Grandma A & Grandma B

This is an idea I might develop later on.

Grandma A is a cynic. She sits in front of her old 32 inch LG TV set and mutters expletives when the remote control doesn’t work. The most pressed buttons on the remote are 2 and 7. The channel on number 22 is Colors and the one on 7 is GEO News. If one enters the living room at any time between 7:30AM to 10:30PM, Colors will be on and some Indian mother-in-law clad in a colorful saree with a gigantic bindi on her forehead will be chastising an innocent young woman who never intended to let the glass of milk ruin the rangoli on Diwali; no, really, she didn’t mean to let anything happen but things just happened to her because she’s so innocent and so very very good. Grandma A shakes her head thrice in an hour. If she does it more times than that, she has to take an extra Panadol for the day.

She lives in a perpetual state of irony which means Grandma A only watches these TV dramas to roll her eyes and poke fun at the goody two shoes bahu, the stereotypical saas, and worst of all, the clueless husband.
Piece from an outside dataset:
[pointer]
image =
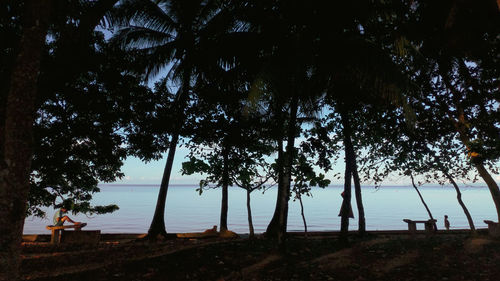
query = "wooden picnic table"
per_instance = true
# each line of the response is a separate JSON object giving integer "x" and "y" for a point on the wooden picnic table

She loves to hate the caricatures. That’s how she entertains herself. The only time she doesn’t hate on these caricatures is after 10:30PM when she switches to the news and catches up on the world outside her living room.

Grandma B is the evil mother-in-law from Grandma A’s TV dramas without the saree or the bindi. Grandma B likes to oppress her daughter-in-law, and show off her designer suits in her circle of similar socialites. She spends the first quarter of her day taunting anyone she can set her eyes on. “Oh my god, are you seriously going to wear that to Hena’s place?” “Seriously, Hamid, you’re drooling all over the place. Put your teeth back in.” “Oh, no, we’re not going to Hena’s with you. Some of us have self-respect. Ha-ha.” “I wish someone in this house would listen to me!”

The middle half of her day is spent getting ready, meeting people, and offending everyone with her superior opinions. The last quarter of her day is always spent arguing with Grandma A in front of the old 32 inch LG TV. The last quarter is more entertaining than the rest of her day.

Grandma B: I don’t get how you can tolerate these dramas. All this crying and terrible fashion sense! Oh and the constant music. How does that not give you a headache?

Grandma A: Living with you for the first sixteen years of my life has really prepared me for the worst.

B: God! Can you ever have one nice thing to say about your little sister?

A: You call that little? I’m surprised you haven’t had a heart attack yet.

B: Don’t speak nonsense. I keep myself in perfect shape.

A: Yes, dear. You’re a perfect round.

B: Well, at least I don’t spend my entire day sitting on my butt and watching terrible television.

A: Thank heavens because I don’t think your butt could take all that weight.

A is probably the only one in the world who is able to have the last word when it comes to B. If one would ask B, she’d say “Oh, I let her. The old hag has been living alone for too long.”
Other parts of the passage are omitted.